Assata Shakur a eu un impact culturel considérable sur la musique. La légende du hip hop Tupac Shakur était son filleul, reflet des liens familiaux entre les membres du Black Panther Party. Le nom et l’histoire d’Assata ont été mentionnés dans au moins 50 chansons, reflétant le meilleur du potentiel rebelle du Hip Hop. À Cuba, elle était une partisane de la musique hip hop et croyait profondément au pouvoir de l’art. Les réflexions sur sa vie « révolutionnaire » et « poétique » témoignent du pouvoir de l’art en tant que langage, expression et boussole. C’est peut-être la réflexion la plus pertinente sur ce que pourrait être son héritage pour les mouvements d’aujourd’hui.
Magia López Cabrera et Alexey Rodriguez — deux musiciens du groupe cubain de hip-hop Obsesión — ont partagé avec moi leur témoignage sur la manière profonde dont Assata a également façonné les mouvements sociaux cubains au cours de ses années sur l’île, en écrivant :
Assata Shakur avait des liens étroits avec le mouvement hip hop cubain. Elle et Nehanda Abiodun ont été des guides fondamentaux pour comprendre dès le début la nécessité d’une pensée politique forte. Il devenait de plus en plus difficile de la voir dans les espaces publics. Ses visites dans des lieux précis régnaient dans une atmosphère secrète, d’où se dégageait une certaine complicité entre les gens. Presque à la fin des activités ou des rassemblements, quand il ne restait plus beaucoup de monde, elle apparaissait. Des conversations approfondies s’ensuivraient sur certains sujets. Plus d’une fois, nous l’avons vue donner son avis sur les questions soulevées par le mouvement. Elle a été écoutée et soignée. Beaucoup d’entre nous ont décidé de ne pas parler d’elle pour la protéger, pour prendre soin d’elle dans son secret forcé. Elle nous a appris la valeur de l’humilité, de l’écoute et de la prise de recul lorsque cela est nécessaire. Son histoire de fuite laisse de grandes leçons à l’humanité.
Cette histoire incontrôlable, partiellement racontée dans les mémoires d’Assata (Assata1987) a retrouvé une nouvelle vie après sa mort. Assata raconte sa vie en utilisant des dialogues, de la poésie et des extraits de discours ainsi que de la prose. L’histoire de sa vie se déroule dans une structure non linéaire qui déplace les lecteurs à travers l’espace et le temps, chapitre par chapitre, tissant un récit de conscience politique grandissante et croissante. Le livre est devenu viral et s’est répandu sur les réseaux sociaux, les gens prenant des photos du livre, l’achetant ou l’échangeant et, surtout, le lisant dans des cercles de lecture et des clubs de lecture.
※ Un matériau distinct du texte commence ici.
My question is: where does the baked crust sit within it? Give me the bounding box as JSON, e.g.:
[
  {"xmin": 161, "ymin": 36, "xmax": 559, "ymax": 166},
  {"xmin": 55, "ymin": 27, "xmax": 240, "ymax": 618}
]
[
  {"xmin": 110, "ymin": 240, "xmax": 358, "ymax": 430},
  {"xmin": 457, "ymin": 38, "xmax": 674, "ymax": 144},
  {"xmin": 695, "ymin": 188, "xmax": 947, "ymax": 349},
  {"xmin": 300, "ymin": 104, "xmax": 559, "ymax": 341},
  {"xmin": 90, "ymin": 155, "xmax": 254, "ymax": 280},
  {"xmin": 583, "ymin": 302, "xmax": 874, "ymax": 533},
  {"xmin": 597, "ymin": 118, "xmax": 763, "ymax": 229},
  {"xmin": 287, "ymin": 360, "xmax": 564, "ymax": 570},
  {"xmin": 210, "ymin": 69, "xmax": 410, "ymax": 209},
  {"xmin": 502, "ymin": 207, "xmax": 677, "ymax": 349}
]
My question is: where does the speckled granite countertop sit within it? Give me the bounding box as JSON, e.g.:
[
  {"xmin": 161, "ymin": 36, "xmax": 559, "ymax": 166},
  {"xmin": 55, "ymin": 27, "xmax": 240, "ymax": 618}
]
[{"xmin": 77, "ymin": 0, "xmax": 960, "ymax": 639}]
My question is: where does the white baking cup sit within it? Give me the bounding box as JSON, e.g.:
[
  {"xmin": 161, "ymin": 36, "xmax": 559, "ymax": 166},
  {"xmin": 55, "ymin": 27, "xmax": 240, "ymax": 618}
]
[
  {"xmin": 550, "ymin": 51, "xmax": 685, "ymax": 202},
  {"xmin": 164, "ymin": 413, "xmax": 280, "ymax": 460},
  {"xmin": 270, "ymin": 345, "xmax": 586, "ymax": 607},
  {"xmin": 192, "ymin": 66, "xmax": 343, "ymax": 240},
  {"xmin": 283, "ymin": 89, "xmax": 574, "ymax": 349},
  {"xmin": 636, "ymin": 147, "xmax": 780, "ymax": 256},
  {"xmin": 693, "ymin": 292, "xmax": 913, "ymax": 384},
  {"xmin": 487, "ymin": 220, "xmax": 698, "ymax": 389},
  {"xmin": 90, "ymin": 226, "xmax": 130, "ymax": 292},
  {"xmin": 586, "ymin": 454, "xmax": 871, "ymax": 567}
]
De plus en plus de gens ordinaires revisitent les rêves de liberté des militants des années 1960 qui imaginaient un ordre mondial juste et la fin du racisme et de l’impérialisme. Il ne s’agit pas de nostalgie mais d’un effort concerté pour découvrir les leçons et l’héritage du mouvement Black Freedom. C’est un tournant vers l’histoire et une adoption de la lecture, une réprimande puissante à la censure, aux interdictions de livres, aux attaques contre l’éducation et à la tentative d’effacer l’histoire dans les manuels scolaires et les musées. Avec Assata comme source d’inspiration, les gens tendent un miroir à la partie d’eux-mêmes qui ose espérer, voir au-delà de ce moment et relier le passé au présent.